A scope $S$ is a set of variables. A tuple $t$ on scope $S$ has a value on each variable in its scope. A variable can be seen as a function on tuples; one that returns the value for that variable for that tuple. We write $X(t)$ to be the value of tuple $t$ on variable $X$. The value of ${X}({t})$ must be in $dom(X)$. This is like the mathematical notion of tuple, except the index is given by a variable, not by an integer.

A relation is a set of tuples, all with the same scope. A relation is often given a name. The scope of the tuples is often called the relation scheme. A relational database is a set of relations. A scheme of a relational database is the set of pairs of relation names and relation schemes.

A relation with scope $X_{1},\dots,X_{n}$ can be seen as a Boolean factor on $X_{1},\dots,X_{n}$, where the true elements are represented as tuples.

Often a relation is written as a table.

###### Example A.2.

The following is a tabular depiction of a relation, $enrolled$:

$Course$ $Year$ $Student$ $Grade$
cs322 2008 fran 77
cs111 2009 billie 88
cs111 2009 jess 78
cs444 2008 fran 83
cs322 2009 jordan 92

The heading gives the scheme, namely $\{Course,Year,Student,Grade\}$, and every other row is a tuple. The first tuple, call it $t_{1}$, is defined by ${Course}({t_{1}})=\mbox{cs322}$, ${Year}({t_{1}})=2008$, ${Student}({t_{1}})=\mbox{fran}$, ${Grade}({t_{1}})=77$.

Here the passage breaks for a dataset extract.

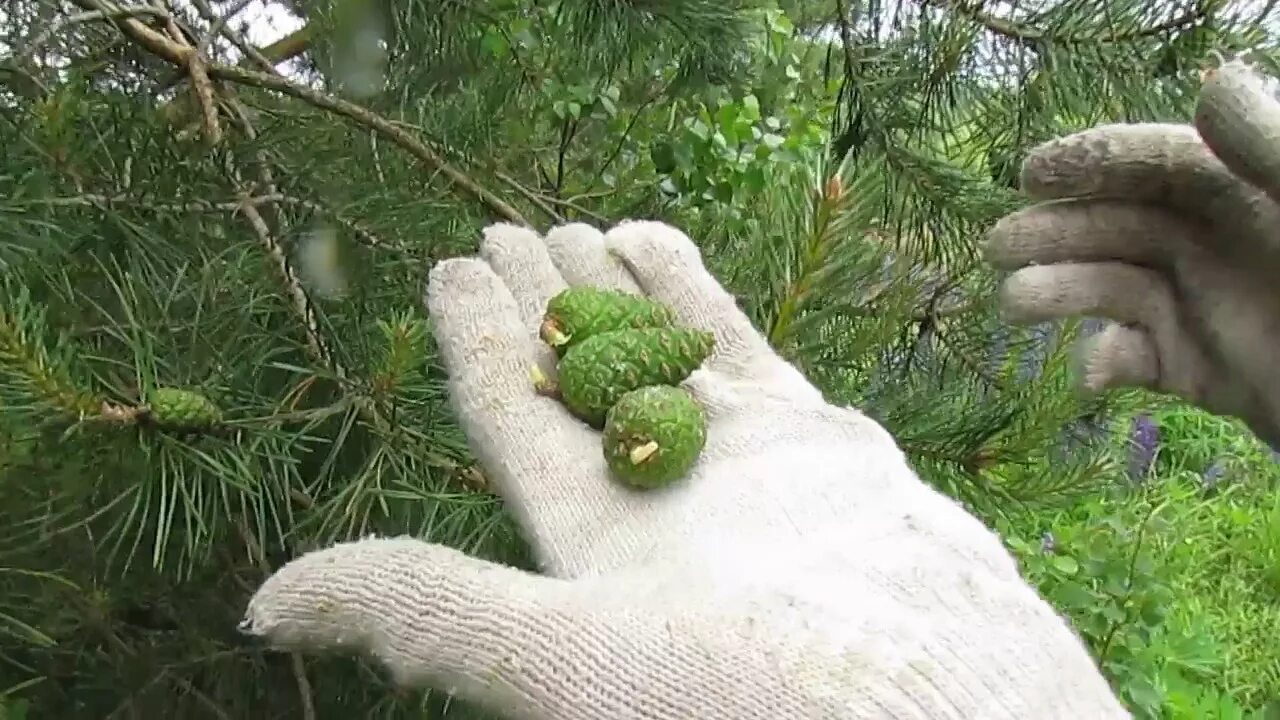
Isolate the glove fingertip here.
[1076,323,1160,395]
[1196,59,1280,204]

The order of the columns and the order of the rows is not significant.

If $r$ is a relation with scheme $S$, and $c$ is a condition on the variables in $S$, the selection of $c$ in $r$, written $\sigma_{c}(r)$, is the set of tuples in $r$ for which $c$ holds. The selection has the same scheme as $r$.

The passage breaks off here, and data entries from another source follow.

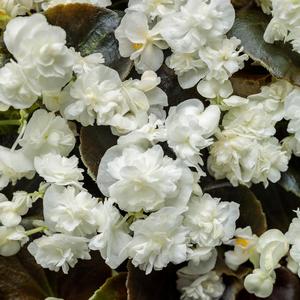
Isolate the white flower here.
[89,199,131,269]
[244,269,276,298]
[248,80,293,122]
[166,51,208,89]
[284,87,300,143]
[61,65,122,126]
[285,208,300,245]
[73,52,104,75]
[256,229,289,272]
[0,146,35,190]
[199,37,248,83]
[4,14,74,90]
[125,207,187,274]
[225,226,258,270]
[109,71,168,135]
[0,191,34,226]
[158,0,235,53]
[34,153,83,186]
[97,145,193,212]
[115,11,168,72]
[0,0,33,17]
[166,99,220,167]
[0,61,41,109]
[43,185,98,236]
[28,234,91,274]
[184,194,240,247]
[208,130,289,186]
[128,0,185,19]
[177,271,225,300]
[42,0,111,10]
[0,226,29,256]
[20,109,75,157]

If $r$ is a relation with scheme $S$, and $S_{0}\subseteq S$, the projection of $r$ onto $S_{0}$, written $\pi_{S_{0}}(r)$, is the set of tuples of $r$ where the scope is restricted to $S_{0}$.

###### Example A.3.

Suppose $enrolled$ is the relation given in Example A.2.

The relation $\sigma_{Grade>79}(enrolled)$ selects those tuples in $enrolled$ where the grade is over 79. This is the relation:

$Course$ $Year$ $Student$ $Grade$
cs111 2009 billie 88
cs444 2008 fran 83
cs322 2009 jordan 92

The relation $\pi_{\{Student,Year\}}(enrolled)$ specifies what years students were enrolled:

$Student$ $Year$
fran 2008
billie 2009
jess 2009
jordan 2009

Notice how the first and the fourth tuple of $enrolled$ become the same tuple in the projection; they represent the same function on $\{Student,Year\}$.

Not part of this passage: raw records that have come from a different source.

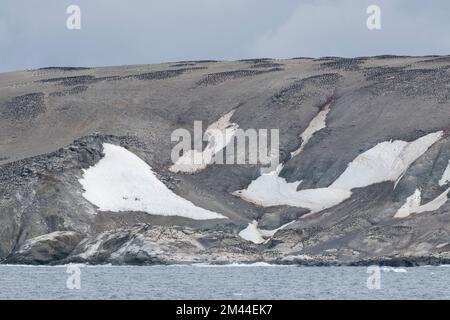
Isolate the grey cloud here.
[0,0,450,71]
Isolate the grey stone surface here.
[0,56,450,265]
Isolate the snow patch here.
[169,110,239,173]
[394,188,450,218]
[439,160,450,187]
[331,131,443,190]
[79,143,227,220]
[239,220,265,244]
[239,220,295,244]
[291,103,330,158]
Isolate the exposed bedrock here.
[0,56,450,265]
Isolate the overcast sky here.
[0,0,450,72]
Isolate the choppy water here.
[0,265,450,299]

If two relations are on the same scheme, the union, intersection, and set difference of these are defined as the corresponding operations on the set of tuples.

If $r_{1}$ and $r_{2}$ are two relations, the natural join of $r_{1}$ and $r_{2}$, written $r_{1}\bowtie r_{2}$, is a relation where

• the scheme of the join is the union of the scheme of $r_{1}$ and the scheme of $r_{2}$

• a tuple is in the join if the tuple restricted to the scope of $r_{1}$ is in the relation $r_{1}$ and the tuple restricted to the scope of $r_{2}$ is in the relation $r_{2}$.

###### Example A.4.

Consider the relation $assisted$:

$Course$ $Year$ $TA$
cs322 2008 yuki
cs111 2009 sam
cs111 2009 chris
cs322 2009 yuki

The join of $enrolled$ and $assisted$, written $enrolled\bowtie assisted$, is the relation

$Course$ $Year$ $Student$ $Grade$ $TA$
cs322 2008 fran 77 yuki
cs111 2009 billie 88 sam
cs111 2009 jess 78 sam
cs111 2009 billie 88 chris
cs111 2009 jess 78 chris
cs322 2009 jordan 92 yuki

Note how in the join, the information about $cs444$ was lost, as there was no TA in that course.